Yo soy la resurrección y la vida (cf. Jn 11, 1- 45)
Ez 37, 12-14
Rm 8, 8-11
Jn 11, 1-45
¡Qué implacable es la muerte! Nos llega a todos, sin importar edad o posición social, y nos lo arrebata todo: el cuerpo, las personas que amamos, las cosas que valoramos, nuestros proyectos ¡Todo! Por eso, cuando muere un ser querido o nosotros mismos vemos cercana la muerte, sentimos temor, enojo, tristeza y rebeldía ¿Es normal? ¡Claro! Porque Dios nos creó para vivir por siempre; sin embargo, desconfiamos de él y pecamos, con lo que abrimos las puertas del mundo al mal y la muerte[1]
Pero Dios se hizo uno de nosotros en Jesús para vencer al pecado, sacarnos del sepulcro y conducirnos a él, que hace la vida plena y eterna[2]. Esto es lo que Jesús revela a Marta y a María, a las que, comprendiendo lo que estaban sufriendo por la muerte de su hermano Lázaro, se acercó para darles el consuelo y la esperanza definitivos: “Yo soy la resurrección y la vida –les dice–. El que cree en mí, aunque haya muerto, vivirá; y todo aquel que está vivo y cree en mí, no morirá para siempre”.

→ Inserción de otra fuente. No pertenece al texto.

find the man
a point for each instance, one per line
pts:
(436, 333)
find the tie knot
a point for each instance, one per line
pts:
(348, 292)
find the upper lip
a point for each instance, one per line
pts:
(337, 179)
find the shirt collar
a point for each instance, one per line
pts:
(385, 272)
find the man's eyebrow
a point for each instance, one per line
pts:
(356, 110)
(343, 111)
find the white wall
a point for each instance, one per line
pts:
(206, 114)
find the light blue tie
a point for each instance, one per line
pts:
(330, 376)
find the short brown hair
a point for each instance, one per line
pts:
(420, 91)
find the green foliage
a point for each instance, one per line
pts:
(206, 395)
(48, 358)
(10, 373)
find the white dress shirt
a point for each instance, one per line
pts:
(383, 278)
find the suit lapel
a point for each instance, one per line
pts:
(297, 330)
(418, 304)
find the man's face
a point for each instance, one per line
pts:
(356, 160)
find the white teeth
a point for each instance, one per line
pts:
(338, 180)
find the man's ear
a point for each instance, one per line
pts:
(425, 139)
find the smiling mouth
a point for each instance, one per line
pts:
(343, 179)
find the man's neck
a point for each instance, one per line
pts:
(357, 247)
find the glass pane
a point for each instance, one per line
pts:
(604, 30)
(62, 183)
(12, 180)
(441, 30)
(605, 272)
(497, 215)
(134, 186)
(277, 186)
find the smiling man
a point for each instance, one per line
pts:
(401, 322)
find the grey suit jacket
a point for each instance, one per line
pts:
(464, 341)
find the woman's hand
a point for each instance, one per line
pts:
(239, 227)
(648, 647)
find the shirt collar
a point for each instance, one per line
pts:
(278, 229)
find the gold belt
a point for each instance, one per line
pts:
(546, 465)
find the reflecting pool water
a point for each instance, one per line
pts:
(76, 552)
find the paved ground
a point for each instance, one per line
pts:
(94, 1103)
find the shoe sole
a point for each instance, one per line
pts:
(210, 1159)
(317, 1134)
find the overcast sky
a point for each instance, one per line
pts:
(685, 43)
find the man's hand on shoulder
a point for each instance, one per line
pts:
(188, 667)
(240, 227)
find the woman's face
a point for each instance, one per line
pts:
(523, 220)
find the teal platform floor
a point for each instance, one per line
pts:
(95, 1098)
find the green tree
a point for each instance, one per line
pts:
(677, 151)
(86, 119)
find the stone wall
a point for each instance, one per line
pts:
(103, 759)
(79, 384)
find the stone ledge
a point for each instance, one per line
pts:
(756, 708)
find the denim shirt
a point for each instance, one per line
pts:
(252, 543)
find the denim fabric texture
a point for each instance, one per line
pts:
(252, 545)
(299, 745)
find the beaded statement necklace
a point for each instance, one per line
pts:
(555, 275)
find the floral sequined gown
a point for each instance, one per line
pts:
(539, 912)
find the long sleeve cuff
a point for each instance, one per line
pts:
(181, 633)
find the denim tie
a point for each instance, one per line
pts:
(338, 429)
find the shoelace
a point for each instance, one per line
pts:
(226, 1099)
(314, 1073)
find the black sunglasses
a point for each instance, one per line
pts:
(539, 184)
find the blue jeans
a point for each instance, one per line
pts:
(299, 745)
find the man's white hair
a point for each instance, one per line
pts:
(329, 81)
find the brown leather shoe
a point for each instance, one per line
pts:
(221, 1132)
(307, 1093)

También nos lo dice a nosotros; a los que, como las hermanas de Lázaro, hemos sufrido la muerte de un ser querido, y sabemos que un día habremos de morir ¡Sólo Jesús puede ofrecernos una vida tan plena, que llegue a ser eterna!
Habrá quien nos brinde los avances de la ciencia y la tecnología para prevenir, curar o aliviar algunas enfermedades y mejorar nuestra calidad de vida, pero ¡nadie!, excepto Cristo, puede ofrecernos vencer a la muerte. Con él nunca estamos solos y todo tiene sentido, porque, como afirma san Agustín, aunque muramos en la carne, viviremos en el alma hasta que resucite la carne para no morir después jamás[3]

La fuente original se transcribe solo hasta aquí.